La dépouille de Barock Obamo fut d’abord enterrée dans le Couvent de l’Annonciation de la ville d’Arkangelsk, une main ayant été sectionnée et conservée dans un lieu tenu secret. A son exhumation l’année suivante, découvert incorrompu alors que les vêtements avaient pourri, on y laissa l’autre main, tandis son corps manchot était acheminé à Chicagayo, afin d’être exposé dans la salle du chapitre de la Sky Chapel, au sommet du Temple Building. Le transfert se fit en secret, selon une filière ménagée en collaboration entre l’Eglise unie du Saint-Sauveur et une congrégation d’orthodoxes internationalistes. Le président Putine, quand il fut mis devant le fait accompli, exigea que les restes fussent plutôt envoyés au Kenyaland, avec la garantie de les y loger dans un somptueux sépulcre érigé en bordure du Lac Victor.

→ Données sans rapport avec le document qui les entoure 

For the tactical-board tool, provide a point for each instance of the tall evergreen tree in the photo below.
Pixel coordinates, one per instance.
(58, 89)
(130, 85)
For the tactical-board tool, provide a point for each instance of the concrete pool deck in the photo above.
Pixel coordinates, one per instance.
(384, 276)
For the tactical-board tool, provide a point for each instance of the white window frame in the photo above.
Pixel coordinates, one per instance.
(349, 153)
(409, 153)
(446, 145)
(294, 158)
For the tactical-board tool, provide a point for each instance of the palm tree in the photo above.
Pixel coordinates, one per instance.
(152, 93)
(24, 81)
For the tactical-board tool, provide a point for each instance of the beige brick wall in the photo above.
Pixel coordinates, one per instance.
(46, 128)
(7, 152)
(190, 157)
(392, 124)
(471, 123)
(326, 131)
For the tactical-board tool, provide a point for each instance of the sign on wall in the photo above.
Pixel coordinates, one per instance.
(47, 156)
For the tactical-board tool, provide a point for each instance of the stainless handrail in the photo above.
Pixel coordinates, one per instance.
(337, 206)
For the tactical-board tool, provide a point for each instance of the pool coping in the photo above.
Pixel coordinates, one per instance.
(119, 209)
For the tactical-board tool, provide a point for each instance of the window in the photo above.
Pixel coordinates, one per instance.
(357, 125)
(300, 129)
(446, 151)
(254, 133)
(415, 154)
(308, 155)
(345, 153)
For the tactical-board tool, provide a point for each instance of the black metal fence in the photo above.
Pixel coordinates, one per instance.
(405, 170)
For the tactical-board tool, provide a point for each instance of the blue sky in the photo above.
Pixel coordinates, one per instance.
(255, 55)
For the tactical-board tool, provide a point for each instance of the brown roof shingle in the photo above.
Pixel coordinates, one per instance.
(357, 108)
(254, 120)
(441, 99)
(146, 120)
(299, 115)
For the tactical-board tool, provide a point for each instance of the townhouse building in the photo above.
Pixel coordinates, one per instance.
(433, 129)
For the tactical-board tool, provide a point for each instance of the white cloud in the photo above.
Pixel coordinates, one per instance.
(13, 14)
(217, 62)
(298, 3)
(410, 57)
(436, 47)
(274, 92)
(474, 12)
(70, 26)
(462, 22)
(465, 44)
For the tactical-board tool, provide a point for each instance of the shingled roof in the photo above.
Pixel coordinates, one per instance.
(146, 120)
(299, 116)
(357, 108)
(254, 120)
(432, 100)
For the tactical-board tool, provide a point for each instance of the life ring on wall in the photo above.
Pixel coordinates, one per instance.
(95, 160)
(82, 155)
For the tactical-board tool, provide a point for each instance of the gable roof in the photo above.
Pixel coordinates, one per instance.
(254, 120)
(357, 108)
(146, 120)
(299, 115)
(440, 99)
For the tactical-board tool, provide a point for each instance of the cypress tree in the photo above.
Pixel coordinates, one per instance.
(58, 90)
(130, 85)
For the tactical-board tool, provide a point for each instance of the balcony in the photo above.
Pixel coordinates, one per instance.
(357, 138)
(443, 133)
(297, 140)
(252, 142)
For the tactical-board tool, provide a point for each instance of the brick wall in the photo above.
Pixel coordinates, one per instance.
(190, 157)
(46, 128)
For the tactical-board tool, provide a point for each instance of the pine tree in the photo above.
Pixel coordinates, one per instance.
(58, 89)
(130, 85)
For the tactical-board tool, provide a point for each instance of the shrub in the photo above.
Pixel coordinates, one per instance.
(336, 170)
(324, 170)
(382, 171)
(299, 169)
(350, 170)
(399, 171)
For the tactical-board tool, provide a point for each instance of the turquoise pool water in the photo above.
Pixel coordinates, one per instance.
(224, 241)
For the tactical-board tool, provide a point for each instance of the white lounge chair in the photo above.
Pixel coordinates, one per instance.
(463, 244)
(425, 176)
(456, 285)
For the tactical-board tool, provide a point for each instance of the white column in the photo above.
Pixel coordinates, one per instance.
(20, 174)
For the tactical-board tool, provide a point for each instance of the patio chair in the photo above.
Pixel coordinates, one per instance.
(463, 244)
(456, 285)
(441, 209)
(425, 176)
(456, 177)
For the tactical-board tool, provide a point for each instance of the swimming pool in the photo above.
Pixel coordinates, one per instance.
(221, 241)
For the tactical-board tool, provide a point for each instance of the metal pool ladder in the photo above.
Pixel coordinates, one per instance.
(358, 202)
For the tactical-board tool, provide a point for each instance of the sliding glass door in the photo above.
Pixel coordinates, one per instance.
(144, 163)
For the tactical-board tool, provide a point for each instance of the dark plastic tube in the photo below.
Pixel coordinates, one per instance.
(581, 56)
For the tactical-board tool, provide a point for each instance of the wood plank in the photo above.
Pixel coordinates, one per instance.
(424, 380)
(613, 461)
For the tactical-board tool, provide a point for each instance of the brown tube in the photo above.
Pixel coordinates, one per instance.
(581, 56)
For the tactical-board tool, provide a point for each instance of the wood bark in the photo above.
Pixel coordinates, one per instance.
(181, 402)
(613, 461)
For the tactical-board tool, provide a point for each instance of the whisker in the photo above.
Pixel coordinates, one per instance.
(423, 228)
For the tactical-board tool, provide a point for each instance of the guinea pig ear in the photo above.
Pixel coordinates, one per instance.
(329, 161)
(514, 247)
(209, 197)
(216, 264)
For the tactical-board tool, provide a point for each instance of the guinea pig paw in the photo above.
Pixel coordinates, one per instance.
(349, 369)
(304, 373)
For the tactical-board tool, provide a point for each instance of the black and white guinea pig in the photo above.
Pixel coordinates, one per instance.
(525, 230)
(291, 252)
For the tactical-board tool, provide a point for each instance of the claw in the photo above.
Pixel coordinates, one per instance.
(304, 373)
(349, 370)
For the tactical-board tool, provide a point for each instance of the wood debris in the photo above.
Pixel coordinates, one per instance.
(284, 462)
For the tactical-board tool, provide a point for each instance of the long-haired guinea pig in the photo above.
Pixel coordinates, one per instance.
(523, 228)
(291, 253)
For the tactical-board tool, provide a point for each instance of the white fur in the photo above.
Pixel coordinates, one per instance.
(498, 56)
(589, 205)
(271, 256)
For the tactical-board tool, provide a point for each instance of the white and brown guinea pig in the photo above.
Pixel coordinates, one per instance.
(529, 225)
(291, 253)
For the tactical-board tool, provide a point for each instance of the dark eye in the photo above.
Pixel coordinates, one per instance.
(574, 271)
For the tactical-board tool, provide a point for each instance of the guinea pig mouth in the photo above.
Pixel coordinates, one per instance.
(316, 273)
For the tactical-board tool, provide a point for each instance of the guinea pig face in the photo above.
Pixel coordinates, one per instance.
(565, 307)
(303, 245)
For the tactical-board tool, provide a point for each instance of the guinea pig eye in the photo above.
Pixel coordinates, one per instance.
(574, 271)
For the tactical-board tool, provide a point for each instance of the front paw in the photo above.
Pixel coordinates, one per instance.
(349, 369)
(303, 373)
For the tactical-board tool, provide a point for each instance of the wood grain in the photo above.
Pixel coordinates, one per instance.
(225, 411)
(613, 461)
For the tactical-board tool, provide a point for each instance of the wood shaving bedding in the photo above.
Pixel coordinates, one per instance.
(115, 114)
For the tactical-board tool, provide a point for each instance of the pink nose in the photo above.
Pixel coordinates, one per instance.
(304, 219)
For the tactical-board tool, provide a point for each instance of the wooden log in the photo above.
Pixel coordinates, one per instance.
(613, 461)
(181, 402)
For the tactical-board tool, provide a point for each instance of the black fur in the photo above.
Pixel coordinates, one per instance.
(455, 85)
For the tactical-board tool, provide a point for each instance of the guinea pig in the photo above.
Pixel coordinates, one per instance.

A l’occasion de ces ultimes obsèques, on constata qu’au cours des transferts consécutifs, différentes parties de son anatomie avaient été distraites par des adorateurs. Ce qui explique que des reliques soient désormais conservées en plusieurs endroits du monde. Son pied droit et une partie de la mandibule supérieure sont au Vatican, son œil gauche et une de ses larges oreilles, dont il aima tant à plaisanter, dans un reliquaire du musée de la Cathédrale Sainte-Marie Protectrice Enlevée au Ciel, à Jakarta. Ses doigts ont quant à eux été répartis entre divers lieux saints de la Fédération de Broussie. Après ces événements, on ne fit toutefois plus d’autres atteintes au corps glorieux de Barock Ousmane Obamo II, lui dont l’icône phosphorescente traversera les siècles comme la promesse d’un changement éternellement à venir.